WIE SCHNELL BEWEGEN SICH KONTINENTE?
 
Mit bis zu zehn Zentimeter pro Jahr rasen die Erdschollen über das flüssige Erdinnere. Diese Bewegung ließ die Kontinente erst entstehen. Umwälzungen durch den Wärmeaustausch zwischen dem Erdkern und dem Erdmantel - so genannte Konvektionsströme - sind der Antrieb der Erdmassen. Vor 150 Millionen Jahren begannen die im Urkontinent Pangäa vereinigten Erdteile, sich zu trennen.
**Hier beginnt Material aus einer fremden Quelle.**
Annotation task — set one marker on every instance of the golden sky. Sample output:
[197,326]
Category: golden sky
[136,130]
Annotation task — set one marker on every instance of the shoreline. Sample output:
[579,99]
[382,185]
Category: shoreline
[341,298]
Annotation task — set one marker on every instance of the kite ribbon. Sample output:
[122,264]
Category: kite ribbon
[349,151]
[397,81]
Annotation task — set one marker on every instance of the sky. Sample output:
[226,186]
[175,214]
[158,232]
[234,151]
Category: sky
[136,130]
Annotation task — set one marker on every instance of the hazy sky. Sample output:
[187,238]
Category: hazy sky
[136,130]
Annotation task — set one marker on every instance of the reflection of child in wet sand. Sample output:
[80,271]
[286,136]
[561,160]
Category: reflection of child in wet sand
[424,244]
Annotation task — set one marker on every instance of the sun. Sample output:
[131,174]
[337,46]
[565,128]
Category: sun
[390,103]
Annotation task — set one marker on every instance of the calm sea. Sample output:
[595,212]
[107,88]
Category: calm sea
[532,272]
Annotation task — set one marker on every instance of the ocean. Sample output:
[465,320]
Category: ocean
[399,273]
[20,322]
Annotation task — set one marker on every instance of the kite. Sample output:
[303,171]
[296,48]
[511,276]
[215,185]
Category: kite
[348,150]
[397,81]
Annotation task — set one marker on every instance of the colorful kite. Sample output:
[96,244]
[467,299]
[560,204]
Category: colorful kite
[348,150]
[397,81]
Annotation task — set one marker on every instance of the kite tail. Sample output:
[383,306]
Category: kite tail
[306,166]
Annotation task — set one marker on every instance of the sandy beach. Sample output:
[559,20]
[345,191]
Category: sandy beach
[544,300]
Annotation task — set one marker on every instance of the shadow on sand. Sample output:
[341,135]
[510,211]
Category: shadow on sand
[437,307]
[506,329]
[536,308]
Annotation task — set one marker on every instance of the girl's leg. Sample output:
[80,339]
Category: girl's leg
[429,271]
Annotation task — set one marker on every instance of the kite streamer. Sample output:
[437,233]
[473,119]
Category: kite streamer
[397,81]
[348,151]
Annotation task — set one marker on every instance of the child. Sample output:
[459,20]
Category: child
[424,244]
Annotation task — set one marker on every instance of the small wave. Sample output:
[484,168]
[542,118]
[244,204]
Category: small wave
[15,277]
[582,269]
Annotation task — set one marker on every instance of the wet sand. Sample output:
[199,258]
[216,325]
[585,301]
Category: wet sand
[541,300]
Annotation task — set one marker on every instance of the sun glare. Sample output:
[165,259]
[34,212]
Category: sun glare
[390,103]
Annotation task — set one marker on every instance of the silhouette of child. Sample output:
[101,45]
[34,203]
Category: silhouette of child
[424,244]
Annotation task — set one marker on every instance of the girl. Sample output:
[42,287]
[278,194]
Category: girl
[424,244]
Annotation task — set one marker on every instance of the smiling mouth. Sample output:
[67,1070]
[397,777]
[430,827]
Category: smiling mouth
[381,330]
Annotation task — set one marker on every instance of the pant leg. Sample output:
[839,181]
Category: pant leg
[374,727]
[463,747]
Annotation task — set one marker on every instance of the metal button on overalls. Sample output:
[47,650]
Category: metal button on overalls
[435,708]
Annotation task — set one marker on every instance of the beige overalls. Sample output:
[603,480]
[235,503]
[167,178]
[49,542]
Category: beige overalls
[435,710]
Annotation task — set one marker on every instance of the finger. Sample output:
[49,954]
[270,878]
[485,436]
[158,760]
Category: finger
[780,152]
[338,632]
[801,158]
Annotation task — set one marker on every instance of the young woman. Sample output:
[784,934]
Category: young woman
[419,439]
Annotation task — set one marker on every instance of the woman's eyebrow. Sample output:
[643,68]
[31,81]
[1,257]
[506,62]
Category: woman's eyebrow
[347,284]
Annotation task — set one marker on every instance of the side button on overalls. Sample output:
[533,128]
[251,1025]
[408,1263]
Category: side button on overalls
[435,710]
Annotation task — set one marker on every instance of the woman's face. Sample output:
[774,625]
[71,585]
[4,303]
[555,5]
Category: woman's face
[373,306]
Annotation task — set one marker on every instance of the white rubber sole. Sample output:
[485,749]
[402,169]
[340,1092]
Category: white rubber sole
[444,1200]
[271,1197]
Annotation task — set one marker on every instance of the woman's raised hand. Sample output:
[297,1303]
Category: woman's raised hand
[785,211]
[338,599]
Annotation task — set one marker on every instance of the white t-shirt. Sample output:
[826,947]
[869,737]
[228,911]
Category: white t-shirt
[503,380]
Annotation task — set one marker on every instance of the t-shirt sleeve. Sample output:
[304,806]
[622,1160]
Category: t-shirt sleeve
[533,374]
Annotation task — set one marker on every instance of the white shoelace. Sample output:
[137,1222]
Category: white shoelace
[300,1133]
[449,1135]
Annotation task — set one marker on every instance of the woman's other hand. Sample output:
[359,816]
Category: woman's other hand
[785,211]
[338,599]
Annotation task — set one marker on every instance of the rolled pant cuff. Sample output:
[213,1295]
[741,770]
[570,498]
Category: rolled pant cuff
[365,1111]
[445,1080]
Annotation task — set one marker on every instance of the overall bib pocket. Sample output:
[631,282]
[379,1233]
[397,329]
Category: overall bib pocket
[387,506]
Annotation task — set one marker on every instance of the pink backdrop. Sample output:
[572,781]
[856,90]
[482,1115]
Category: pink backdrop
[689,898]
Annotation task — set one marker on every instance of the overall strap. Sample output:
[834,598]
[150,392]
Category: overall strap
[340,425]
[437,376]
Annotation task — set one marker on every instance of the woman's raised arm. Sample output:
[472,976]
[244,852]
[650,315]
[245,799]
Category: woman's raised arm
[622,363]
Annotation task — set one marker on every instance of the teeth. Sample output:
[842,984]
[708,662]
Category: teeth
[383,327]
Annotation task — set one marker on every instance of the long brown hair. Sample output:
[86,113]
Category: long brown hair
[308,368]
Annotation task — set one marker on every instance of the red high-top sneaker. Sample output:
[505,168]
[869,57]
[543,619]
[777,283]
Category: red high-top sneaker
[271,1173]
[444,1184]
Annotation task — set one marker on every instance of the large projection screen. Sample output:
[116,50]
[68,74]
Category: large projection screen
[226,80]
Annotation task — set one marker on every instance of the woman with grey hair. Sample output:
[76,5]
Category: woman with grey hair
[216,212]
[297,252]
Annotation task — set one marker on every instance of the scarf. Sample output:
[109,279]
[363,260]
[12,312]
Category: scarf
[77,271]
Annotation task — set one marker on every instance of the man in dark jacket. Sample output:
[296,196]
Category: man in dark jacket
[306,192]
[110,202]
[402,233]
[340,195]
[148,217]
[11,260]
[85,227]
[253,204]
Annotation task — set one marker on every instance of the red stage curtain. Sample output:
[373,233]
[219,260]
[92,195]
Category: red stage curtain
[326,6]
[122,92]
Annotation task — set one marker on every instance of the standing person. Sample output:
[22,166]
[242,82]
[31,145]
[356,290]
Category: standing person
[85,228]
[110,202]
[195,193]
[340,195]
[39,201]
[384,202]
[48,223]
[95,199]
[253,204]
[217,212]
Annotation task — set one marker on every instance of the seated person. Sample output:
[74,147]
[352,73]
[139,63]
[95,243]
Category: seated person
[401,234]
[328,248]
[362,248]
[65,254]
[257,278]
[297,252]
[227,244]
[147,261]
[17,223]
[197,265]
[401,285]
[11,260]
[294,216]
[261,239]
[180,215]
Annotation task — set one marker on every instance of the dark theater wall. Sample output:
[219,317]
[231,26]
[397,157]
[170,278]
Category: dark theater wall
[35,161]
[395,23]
Geologen erwarten, dass unsere Kontinente sich in 300 Millionen Jahren wieder zu einem neuen Superkontinent namens Pangäa ultima vereinigen.
 
 
WO STEHT DER ÄLTESTE BAUM DER ERDE?
 
Beim Bau der Pyramiden war sie noch ein Spross - eine Grannenkiefer. in den White Mountains ist 4770 Jahre alt. "Methusalem" - wie Forscher den Baumoldie nennen, lebt in mehr als 300 Metern Höhe. Grannenkiefern gedeihen nur im Westen der USA. Hier gibt es rund 20 "Methusalerne", die älter als 4000 Jahre sind. Biologen ist es jetzt gelungen, aus den Baumoldies Sämlinge zu gewinnen. Die Experten sind sich sicher: Die heutigen Baumbabys leben noch in 5000 Jahren.
 
 
WOHER HAT DER COCKTAIL SEIEN NAMEN?
 
Hahnenkämpfe, die vor 150 Jahren von Einwanderern in den USA veranstaltet wurden, gaben dem Cocktail (deutsch: Hahnenschwanz) seinen Namen. Der Besitzer des siegreichen Gockels bekam die Schwanzfeder des unterlegenen Hahnes als Trophäe. Beim anschließenden Feiern lautete der Trinkspruch: On the cock's tail!"
(Auf den Hahnenschwanz!). übrigens: Ursprünglich waren Cocktails reiner Selbstschutz: Der erste amerikanische Whisky - ein hochprozentiger Kornschnaps - war pur völlig ungenießbar, gemischt mit Zucker und Früchten aber erträglich.